Of interest is how often the index is highest for the Pakistani group: it is for 50 of the 61 weeks (82%). The Indian and Bangladeshi groups often have higher index values too but usually not to the same extent. To add weight to this finding, the index values were recalculated 2000 times for each of the ethnicity groups in turn and for each week, adding stochastic variation by bootstrapping from the set of deviance values (\(\varepsilon_{i} + \delta_{ij} )\) with probability of selection equal to \(n_{i\left( k \right)} /n_{ + \left( k \right)}\), then finding the interval between the upper and lower bounds of the ‘middle’ 95 per cent of the 2000 index values generated for each group. For 41 of the 61 weeks (67%), the lower value for the Pakistani group is greater than the higher values for all the other groups. Those weeks are highlighted in Fig. 1 with an error bar (no others are included to avoid cluttering the chart).

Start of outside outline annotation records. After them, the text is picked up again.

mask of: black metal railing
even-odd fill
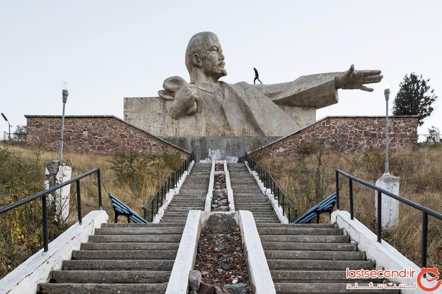
[[[163,201],[166,199],[166,194],[171,188],[176,187],[178,182],[181,179],[184,172],[189,169],[193,158],[194,154],[192,152],[188,159],[183,160],[183,162],[176,169],[176,170],[169,174],[169,175],[154,194],[149,203],[143,207],[145,219],[147,220],[147,215],[150,214],[150,221],[153,221],[154,215],[158,213],[160,207],[163,206]]]
[[[351,175],[342,171],[340,169],[336,170],[336,208],[337,210],[339,209],[339,174],[341,174],[349,180],[349,194],[350,197],[350,218],[354,219],[354,209],[353,208],[353,181],[357,182],[362,185],[371,188],[372,189],[377,191],[377,235],[378,242],[381,243],[382,240],[382,195],[384,194],[388,197],[390,197],[396,200],[402,202],[409,206],[411,206],[415,209],[422,212],[422,254],[421,255],[421,266],[423,267],[427,267],[427,245],[428,244],[428,215],[431,215],[434,217],[442,220],[442,214],[439,213],[431,210],[426,207],[420,205],[417,203],[411,201],[408,199],[401,197],[398,195],[393,194],[391,192],[387,191],[382,188],[370,184],[367,182],[365,182],[360,179],[354,177]]]
[[[83,215],[82,214],[82,198],[81,192],[80,190],[80,180],[83,178],[87,177],[87,176],[91,175],[92,174],[95,172],[97,173],[97,186],[98,187],[98,207],[100,209],[100,210],[101,210],[103,208],[103,203],[101,198],[101,185],[100,185],[100,183],[101,183],[101,174],[100,170],[100,168],[96,167],[83,174],[81,174],[78,177],[76,177],[73,179],[71,179],[70,180],[66,181],[64,183],[62,183],[61,184],[59,184],[56,186],[54,186],[51,188],[46,189],[44,191],[39,192],[36,194],[34,194],[32,196],[29,196],[29,197],[27,197],[21,200],[19,200],[18,201],[14,203],[11,203],[11,204],[8,204],[6,206],[3,206],[3,207],[0,208],[0,214],[8,212],[10,210],[13,210],[14,208],[17,208],[17,207],[21,206],[24,204],[26,204],[28,202],[30,202],[31,201],[35,200],[35,199],[41,198],[42,204],[42,211],[43,214],[43,248],[44,248],[45,252],[46,252],[48,250],[48,246],[49,244],[49,232],[48,231],[48,194],[50,193],[54,192],[56,190],[58,190],[60,188],[64,187],[64,186],[67,186],[74,182],[76,183],[77,207],[77,213],[78,214],[78,222],[80,223],[80,224],[82,224],[82,219],[83,218]]]
[[[286,215],[288,219],[289,223],[291,223],[292,221],[298,217],[298,211],[295,205],[284,194],[282,189],[279,187],[272,175],[247,153],[246,161],[247,161],[250,169],[256,172],[258,177],[262,181],[264,187],[267,189],[270,189],[270,191],[273,194],[275,199],[278,200],[278,207],[282,207],[282,215]]]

Similar trends are found if the index is recalculated modelling the numbers of COVID-19 deaths instead of infections. The results are in the lower part of Fig. 1. The two sets of indices are not fully comparable, partly because the mortality data are monthly instead of weekly but more especially because the mortality index is modelled with the same care homes variable used for infections but also with the percentages of the adult population aged 25 to 29, 30 to 34, 35 to 39, and so forth, to those aged 80 years or greater. The reason for including the additional age variables for mortality but not infections is that age does not cause infection—not directly—but it is the greatest risk factor for death having been infected, especially for older populations. The additional co-variates act to age standardise the mortality data. Despite the model differences, it is again the Pakistani group with most frequently the highest index value, for 10 of the 14 months (71%), of which 7 are distinct from the rest using the bootstrapped intervals.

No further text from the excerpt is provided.